Study: How Internet copyright law is abused

The law that allows copyright holders to take infringing materials off the Internet presents an attractive nuisance, inviting widespread abuse by those who want to censor political speech or shut down their competitors.

In 1996, the World Intellectual Property Organization (WIPO, the UN body that makes copyright, patent and trademark treaties) got suckered into making the "WIPO Copyright Treaty," which was the basis for the US's Digital Millennium Copyright Act and Europe's EUCD.

The laws under this treaty let people who claim that their copyrights have been infringed upon have the offending material quickly removed from the Internet, without forcing them to show any evidence that infringement has occurred. This is how the Church of Scientology and others censor their critics — just trump up a bogus copyright claim and knock the site offline.

The Chilling Effects Project tracks these abuses, and now Jennifer Urban and Laura Quilter have published a roundup of the conclusions to be drawn from the project's hundreds of collected notices.

Just as you'd expect: when you take away legal oversight of a process for suppressing speech, it is widely and ferociously abused.

Nice one, WIPO. Nice one, US Congress. Nice one, EU. You've managed to convert the Internet from a venue for unfettered free speech into a lawless zone where anyone who can write a takedown notice can make speech disappear.

* Thirty percent of notices demanded takedown for claims that presented an obvious question for a court (a clear fair use argument, complaints about uncopyrightable material, and the like);

* Notices to traditional ISP's included a substantial number of demands to remove files from peer-to-peer networks (which are not actually covered under the takedown statute, and which an OSP can only honor by terminating the target's Internet access entirely); and

* One out of 11 included significant statutory flaws that render the notice unusable (for example, failing to adequately identify infringing material).

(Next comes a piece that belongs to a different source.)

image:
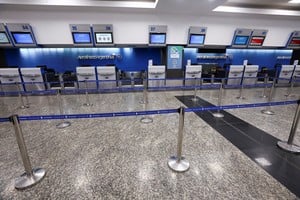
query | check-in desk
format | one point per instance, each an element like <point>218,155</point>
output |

In addition, we found some interesting patterns that do not, by themselves, indicate concern, but which are of concern when combined with the fact that one third of the notices depended on questionable claims:

* Over half–57%–of notices sent to Google to demand removal of links in the index were sent by businesses targeting apparent competitors;

* Over a third–37%–of the notices sent to Google targeted sites apparently outside the United States

WIPO is now considering an even more sweeping version of the treaty that gave us this regime: the new proposals floating around on ISP liability could force ISPs to not only delete material, but to shut off the Internet access of those who are baselessly accused of infringement.